To hear our full conversation with Giles Nuttgens, watch the video below or right-click here to download an audio-only version.


The challenge Mackenzie tasked him with, Nuttgens says, was to figure out how to connect these realities, as played out in the story, to everything viewers would see on screen. “The land dries out, cattle can’t feed, their ranch ceases to be a ranch, which causes a depression which eventually causes aberrations in behavior,” he explains. “That leads to the bank robberies. So David’s interest is about how individual narratives get informed by influencing factors around them.” 

Nuttgens shot the movie with the Arri Alexa XT Studio camera system and a combination of Hawk V-Lite and Angenieux Optimo lensing systems in pursuit of “a general feeling that we were going for something that belonged to a slightly different period,” and a desire to “do something quite light and dusty to make us feel the heat” as they shot the movie in the anamorphic 2.35:1 widescreen format. They deliberately used a formula they hoped would, at some level, evoke genre influences they directly analyzed, such as The Last Picture Show (1971) and Badlands (1973). Additionally, they applied a specific production methodology they have developed together, which Nuttgens feels really paid off for this kind of material and allowed them to work fast and maximize working days. 

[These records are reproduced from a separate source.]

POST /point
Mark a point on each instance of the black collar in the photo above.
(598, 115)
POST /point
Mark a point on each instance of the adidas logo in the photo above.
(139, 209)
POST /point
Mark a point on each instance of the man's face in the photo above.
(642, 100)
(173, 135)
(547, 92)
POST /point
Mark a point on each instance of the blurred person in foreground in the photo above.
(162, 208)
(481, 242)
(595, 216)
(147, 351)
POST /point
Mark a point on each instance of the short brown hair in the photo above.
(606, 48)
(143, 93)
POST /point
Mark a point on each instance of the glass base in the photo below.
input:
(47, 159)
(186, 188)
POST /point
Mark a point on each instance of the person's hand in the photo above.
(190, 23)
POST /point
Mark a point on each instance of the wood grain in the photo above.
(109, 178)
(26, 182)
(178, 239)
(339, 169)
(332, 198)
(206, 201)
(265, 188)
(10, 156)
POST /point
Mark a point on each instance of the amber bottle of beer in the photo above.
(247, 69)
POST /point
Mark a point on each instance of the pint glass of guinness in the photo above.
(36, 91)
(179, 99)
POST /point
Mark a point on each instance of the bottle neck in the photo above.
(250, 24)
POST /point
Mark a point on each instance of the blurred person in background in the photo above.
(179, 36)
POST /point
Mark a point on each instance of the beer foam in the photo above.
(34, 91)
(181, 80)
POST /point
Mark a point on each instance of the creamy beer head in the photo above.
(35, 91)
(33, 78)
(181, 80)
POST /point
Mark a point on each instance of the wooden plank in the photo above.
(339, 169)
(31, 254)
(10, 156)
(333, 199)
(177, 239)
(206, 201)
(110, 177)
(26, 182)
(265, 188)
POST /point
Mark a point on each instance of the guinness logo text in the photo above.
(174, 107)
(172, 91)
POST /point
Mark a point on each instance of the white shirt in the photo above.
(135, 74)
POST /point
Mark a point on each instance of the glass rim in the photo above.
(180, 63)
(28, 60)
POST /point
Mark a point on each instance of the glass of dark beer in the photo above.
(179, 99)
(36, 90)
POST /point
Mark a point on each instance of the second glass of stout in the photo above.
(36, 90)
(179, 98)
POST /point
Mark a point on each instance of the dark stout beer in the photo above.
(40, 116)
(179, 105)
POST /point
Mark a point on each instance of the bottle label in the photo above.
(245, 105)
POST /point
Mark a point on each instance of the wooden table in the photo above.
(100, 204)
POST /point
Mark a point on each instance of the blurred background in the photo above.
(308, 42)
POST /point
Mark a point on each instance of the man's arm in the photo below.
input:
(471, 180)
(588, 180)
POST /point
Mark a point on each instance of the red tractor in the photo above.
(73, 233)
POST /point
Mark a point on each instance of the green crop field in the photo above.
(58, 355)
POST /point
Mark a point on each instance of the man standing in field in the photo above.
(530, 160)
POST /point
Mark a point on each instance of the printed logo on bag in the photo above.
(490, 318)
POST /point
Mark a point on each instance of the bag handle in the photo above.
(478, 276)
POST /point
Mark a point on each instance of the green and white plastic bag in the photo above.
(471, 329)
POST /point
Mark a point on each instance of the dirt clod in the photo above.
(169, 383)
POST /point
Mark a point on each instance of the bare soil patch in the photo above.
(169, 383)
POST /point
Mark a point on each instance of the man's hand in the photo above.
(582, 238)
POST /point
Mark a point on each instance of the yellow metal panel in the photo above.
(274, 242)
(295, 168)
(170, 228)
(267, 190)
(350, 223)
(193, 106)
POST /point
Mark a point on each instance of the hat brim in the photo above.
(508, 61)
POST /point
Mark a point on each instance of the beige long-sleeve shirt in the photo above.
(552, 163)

It’s a formula that included 10 hours of continuous shooting, no large, controlled monitors on set, no producers on set, no cell phones or chairs on set, no clapper boards, and a constant turnover (about five times a day) of dailies to their nearby edit suite, where they would retire at the end of each shooting day to put their heads together. Their purpose at that point, Nuttgens insists, was rarely to discuss “did we get the sequence, but rather, did the material have the right tone? Do we need adjustments, not particularly to lighting or framing, but more to mise en scène — whether there is anything we can do to match up to our original intentions before we get to set. That process is so invaluable.”